The grant funded a recent paper published this fall in the Journal PLOS Neglected Tropical Diseases authored by Rubenstein School graduate student Lucia Orantes. Helms Cahan was co-advisor and senior author of the paper titled Uncovering vector, parasite, blood meal and microbiome patterns from mixed-DNA specimens of the Chagas disease vector Triatomadimidiata.
Orantes, Helms Cahan and colleagues extracted DNA from the legs and abdomens of 32 kissing bugs from Central America. By filtering out sequences common to both body parts, they discovered the insects had taken blood meals from humans and other animals, including chickens, dogs, and ducks. They also discovered two different strains of the T. cruzi parasite.
Knowing where the bugs originate and what animals they are feeding on can help the researchers identify bug colonies that could be contained or destroyed. Even more promising, genetic technology harnessed by the team could identify particular bacteria that produce antiparasitic compounds. Kissing bugs ingesting the microbes could act as a “Trojan Horse” to kill off the harmful T. cruzi, leaving the rest of bug intact.

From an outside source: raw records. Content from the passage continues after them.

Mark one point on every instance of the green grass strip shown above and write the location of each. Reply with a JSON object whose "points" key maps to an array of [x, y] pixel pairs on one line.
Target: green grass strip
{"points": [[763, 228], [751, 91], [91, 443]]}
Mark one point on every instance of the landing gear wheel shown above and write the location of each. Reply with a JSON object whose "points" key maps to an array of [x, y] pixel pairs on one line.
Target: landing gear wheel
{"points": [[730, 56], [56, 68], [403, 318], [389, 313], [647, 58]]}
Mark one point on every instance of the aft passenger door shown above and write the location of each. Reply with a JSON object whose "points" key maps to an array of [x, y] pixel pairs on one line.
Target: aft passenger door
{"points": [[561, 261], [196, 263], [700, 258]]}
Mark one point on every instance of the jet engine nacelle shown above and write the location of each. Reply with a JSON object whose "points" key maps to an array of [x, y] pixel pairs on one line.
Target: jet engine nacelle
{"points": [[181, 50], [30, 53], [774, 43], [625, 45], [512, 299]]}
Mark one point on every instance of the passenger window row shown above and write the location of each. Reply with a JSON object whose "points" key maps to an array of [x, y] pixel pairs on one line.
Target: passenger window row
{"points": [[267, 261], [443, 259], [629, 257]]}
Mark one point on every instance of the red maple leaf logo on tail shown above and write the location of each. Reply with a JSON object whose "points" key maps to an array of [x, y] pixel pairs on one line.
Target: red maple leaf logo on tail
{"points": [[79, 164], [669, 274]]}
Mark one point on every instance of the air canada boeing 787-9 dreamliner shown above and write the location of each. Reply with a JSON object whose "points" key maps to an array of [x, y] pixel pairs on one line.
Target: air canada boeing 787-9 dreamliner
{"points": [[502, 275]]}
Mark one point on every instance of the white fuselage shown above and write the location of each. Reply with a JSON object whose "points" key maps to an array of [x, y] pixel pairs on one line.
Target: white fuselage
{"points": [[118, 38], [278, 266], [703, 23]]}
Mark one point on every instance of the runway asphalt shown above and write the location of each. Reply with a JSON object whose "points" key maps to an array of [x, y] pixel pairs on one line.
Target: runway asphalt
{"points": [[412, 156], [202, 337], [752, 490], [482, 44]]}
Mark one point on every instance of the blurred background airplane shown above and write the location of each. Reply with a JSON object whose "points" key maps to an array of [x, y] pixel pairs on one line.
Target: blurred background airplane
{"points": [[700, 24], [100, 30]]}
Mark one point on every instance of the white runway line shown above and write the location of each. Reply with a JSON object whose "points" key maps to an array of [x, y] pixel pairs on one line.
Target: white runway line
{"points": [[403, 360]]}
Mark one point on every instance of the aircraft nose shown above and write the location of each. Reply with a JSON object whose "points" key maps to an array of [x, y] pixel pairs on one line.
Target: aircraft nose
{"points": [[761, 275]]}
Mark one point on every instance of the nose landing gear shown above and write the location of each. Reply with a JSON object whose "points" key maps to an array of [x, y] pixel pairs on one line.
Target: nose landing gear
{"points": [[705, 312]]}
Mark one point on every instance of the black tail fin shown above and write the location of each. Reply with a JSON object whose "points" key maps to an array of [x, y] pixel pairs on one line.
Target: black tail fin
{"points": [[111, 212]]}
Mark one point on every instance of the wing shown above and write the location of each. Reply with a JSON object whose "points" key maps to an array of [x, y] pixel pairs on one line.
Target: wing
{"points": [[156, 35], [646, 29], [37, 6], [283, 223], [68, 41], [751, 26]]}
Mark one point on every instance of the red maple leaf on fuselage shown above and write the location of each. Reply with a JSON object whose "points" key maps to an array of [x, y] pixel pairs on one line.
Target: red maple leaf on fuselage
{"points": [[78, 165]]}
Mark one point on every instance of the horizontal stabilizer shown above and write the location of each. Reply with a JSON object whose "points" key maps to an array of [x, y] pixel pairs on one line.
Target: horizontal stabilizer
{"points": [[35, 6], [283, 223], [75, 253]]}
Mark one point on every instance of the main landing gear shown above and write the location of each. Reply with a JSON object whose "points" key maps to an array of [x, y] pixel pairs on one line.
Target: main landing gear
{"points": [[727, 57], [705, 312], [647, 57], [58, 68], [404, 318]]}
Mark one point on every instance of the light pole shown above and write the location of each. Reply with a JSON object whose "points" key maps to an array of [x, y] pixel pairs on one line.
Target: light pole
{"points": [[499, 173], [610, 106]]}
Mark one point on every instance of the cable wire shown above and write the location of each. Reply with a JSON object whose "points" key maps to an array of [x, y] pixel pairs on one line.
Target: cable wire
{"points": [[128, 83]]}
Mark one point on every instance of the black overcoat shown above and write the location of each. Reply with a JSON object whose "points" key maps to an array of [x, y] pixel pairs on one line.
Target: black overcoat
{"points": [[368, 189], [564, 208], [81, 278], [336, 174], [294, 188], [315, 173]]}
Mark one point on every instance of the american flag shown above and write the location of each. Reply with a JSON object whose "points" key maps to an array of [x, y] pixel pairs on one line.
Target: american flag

Previous research shows that during the spring, kissing bugs can quickly re-infest areas that have been chemically sprayed. But spraying is a short-term environmentally compromised method.
“This is a nice study because it focuses on the a potentially powerful tool that could pinpoint closely related individual bugs and identify which house they came from,” said Stevens. “Having these thousands of genetic markers gives you a high resolution picture.”